Dévasté, le monastère sera restauré en 1841 : il reste aujourd’hui une infime partie du mur d’enceinte, l’église à deux nefs peinte de fresques du XVe siècle, très abimées, de belles icones, ainsi que la fameuse tour, qui conserve, malgré de nombreux rapiéçages, ses caractéristiques premières. Á l’opposé de la porte d’entrée, une partie du monastère est devenue musée ; de vieux instruments, pressoirs, moulins, métiers à tisser méritent quelques minutes.

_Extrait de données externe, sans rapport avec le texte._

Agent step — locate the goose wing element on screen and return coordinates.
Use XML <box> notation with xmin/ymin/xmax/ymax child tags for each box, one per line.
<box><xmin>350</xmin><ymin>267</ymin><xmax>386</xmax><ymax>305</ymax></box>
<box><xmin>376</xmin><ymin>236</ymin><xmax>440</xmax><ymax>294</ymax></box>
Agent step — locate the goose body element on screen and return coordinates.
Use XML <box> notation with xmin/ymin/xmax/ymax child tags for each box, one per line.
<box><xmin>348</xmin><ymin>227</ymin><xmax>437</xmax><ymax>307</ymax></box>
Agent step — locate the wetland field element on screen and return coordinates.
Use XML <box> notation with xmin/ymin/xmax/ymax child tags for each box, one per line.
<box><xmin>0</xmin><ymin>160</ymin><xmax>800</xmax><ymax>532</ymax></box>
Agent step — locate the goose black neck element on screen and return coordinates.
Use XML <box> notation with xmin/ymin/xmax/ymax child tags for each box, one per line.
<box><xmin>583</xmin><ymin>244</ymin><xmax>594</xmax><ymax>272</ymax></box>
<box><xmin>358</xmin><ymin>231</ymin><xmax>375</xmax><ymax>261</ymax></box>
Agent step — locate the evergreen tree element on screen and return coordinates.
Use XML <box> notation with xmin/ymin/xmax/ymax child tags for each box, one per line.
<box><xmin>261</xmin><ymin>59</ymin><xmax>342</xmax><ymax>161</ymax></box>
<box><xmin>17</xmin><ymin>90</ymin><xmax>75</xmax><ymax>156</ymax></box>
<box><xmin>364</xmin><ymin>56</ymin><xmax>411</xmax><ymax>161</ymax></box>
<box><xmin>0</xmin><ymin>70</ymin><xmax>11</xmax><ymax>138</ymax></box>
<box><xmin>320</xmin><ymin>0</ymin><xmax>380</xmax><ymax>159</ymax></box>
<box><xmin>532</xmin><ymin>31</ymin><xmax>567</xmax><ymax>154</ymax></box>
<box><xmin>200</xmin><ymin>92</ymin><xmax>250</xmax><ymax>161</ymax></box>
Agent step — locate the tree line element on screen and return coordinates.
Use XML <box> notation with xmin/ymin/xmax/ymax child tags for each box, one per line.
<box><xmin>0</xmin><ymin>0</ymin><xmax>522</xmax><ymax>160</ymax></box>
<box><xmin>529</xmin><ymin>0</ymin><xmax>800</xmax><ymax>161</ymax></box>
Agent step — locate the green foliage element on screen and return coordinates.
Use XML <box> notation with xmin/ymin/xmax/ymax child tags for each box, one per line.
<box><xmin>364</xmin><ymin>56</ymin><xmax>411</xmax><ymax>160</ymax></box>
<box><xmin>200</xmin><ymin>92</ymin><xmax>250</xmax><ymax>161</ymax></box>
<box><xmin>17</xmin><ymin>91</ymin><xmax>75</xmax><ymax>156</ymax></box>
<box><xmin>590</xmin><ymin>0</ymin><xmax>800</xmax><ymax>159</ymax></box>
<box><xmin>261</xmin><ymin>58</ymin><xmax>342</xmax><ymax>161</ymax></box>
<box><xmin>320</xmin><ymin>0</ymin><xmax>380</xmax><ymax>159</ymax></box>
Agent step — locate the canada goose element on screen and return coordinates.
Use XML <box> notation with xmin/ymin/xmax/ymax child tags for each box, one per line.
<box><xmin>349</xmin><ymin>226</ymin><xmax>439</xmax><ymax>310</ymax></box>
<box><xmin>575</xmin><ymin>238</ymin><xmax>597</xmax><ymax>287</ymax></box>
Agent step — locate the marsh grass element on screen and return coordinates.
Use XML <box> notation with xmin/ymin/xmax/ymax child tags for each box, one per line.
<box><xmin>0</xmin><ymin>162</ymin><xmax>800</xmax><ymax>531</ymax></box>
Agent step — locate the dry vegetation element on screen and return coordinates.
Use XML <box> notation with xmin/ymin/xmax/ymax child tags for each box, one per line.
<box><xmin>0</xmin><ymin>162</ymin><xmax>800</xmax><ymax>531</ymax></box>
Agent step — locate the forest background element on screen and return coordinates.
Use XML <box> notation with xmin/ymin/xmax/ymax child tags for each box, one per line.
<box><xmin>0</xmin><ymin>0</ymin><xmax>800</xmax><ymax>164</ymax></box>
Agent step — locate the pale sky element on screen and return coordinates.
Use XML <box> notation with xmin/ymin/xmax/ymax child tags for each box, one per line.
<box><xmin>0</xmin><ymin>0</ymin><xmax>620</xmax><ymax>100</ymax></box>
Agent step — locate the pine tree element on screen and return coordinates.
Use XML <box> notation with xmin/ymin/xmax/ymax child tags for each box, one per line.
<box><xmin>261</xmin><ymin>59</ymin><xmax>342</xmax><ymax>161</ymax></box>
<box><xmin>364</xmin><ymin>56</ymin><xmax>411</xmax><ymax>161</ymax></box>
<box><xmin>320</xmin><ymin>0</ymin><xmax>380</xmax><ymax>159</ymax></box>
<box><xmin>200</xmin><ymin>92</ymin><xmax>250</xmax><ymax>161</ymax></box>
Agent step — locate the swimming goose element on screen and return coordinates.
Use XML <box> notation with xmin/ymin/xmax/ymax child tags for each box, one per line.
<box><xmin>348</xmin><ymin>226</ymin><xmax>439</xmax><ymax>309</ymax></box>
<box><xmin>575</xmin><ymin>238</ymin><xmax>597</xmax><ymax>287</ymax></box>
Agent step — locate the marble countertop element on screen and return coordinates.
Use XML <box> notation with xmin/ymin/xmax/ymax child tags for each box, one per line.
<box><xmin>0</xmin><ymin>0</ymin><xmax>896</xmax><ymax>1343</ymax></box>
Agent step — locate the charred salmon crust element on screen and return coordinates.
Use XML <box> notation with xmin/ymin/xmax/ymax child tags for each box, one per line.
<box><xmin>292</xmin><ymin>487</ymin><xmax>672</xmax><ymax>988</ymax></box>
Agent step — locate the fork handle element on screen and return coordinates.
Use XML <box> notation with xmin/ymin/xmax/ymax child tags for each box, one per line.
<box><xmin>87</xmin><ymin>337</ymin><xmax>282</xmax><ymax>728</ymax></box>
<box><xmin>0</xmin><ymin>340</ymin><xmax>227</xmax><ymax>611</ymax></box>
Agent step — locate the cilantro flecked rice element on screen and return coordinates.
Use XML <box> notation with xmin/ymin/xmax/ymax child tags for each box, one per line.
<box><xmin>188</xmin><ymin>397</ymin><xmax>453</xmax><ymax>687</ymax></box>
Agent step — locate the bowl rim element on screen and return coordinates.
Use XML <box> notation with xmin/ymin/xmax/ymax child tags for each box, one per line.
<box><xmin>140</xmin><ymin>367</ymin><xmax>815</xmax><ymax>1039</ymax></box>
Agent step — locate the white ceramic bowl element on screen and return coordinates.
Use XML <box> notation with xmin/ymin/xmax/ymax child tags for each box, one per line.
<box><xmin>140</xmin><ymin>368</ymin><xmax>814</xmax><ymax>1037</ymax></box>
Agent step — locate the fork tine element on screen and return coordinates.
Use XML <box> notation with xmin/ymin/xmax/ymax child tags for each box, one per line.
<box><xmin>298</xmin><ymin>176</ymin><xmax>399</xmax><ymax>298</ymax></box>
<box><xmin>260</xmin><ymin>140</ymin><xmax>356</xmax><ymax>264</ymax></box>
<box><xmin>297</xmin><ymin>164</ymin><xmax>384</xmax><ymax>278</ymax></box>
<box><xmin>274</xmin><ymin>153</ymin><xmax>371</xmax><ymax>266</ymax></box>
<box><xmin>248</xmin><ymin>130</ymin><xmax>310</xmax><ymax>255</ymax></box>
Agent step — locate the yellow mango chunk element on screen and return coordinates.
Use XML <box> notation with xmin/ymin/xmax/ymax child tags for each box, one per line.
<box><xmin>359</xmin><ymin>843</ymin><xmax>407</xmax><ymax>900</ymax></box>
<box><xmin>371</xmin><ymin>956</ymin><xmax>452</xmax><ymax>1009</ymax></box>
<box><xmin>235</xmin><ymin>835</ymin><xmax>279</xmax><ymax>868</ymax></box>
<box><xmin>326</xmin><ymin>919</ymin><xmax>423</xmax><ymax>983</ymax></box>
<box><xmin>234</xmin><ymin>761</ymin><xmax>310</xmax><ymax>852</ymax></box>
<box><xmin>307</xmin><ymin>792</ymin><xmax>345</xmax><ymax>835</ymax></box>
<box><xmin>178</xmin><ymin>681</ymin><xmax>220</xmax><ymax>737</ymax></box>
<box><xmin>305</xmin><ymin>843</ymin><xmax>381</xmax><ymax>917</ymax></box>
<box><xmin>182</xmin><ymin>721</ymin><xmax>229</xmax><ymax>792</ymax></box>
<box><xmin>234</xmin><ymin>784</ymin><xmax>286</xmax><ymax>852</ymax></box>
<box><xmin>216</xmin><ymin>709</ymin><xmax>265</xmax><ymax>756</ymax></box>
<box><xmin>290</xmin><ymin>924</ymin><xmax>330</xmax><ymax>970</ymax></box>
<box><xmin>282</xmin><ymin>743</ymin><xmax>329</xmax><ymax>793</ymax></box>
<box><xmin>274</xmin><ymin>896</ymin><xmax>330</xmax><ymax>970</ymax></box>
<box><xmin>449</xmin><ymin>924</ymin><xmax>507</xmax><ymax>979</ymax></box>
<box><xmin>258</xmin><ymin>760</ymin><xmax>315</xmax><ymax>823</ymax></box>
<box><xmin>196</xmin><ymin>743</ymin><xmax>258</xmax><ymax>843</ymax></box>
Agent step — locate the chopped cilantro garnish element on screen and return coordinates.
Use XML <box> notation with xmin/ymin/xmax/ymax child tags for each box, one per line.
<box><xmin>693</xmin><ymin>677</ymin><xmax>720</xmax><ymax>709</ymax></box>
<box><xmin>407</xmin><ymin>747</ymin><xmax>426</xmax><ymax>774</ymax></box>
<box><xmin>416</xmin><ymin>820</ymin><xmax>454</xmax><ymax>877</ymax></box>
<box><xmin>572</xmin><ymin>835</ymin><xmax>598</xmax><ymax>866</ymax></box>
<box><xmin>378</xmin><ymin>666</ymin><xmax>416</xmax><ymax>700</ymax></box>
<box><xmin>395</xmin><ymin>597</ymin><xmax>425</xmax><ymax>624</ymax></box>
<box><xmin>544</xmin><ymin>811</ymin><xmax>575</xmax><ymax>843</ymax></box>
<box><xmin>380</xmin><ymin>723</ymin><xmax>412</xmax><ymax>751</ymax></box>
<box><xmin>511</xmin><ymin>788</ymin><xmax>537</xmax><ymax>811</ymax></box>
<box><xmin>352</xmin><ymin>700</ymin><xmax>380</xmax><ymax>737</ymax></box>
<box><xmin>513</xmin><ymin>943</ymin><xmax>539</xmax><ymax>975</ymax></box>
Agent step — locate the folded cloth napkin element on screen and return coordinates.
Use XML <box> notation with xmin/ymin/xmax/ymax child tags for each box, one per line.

Plus à l’Est, proche de Sitia, Πονη Τοπλου (appelé aussi Notre-Dame de l’Akrotiri – Παναγία η Ακρωτηριανή) est réputé pour être un vieux briscard de la lutte pour l’indépendance de la Crète, et l’un des mieux conservés : il faut dire qu’il saisit avec ses allures de forteresse austère et froide, son haut mur d’enceinte, sa façade altière qui se lève d’un seul bloc compact sur le bleu outremer du ciel.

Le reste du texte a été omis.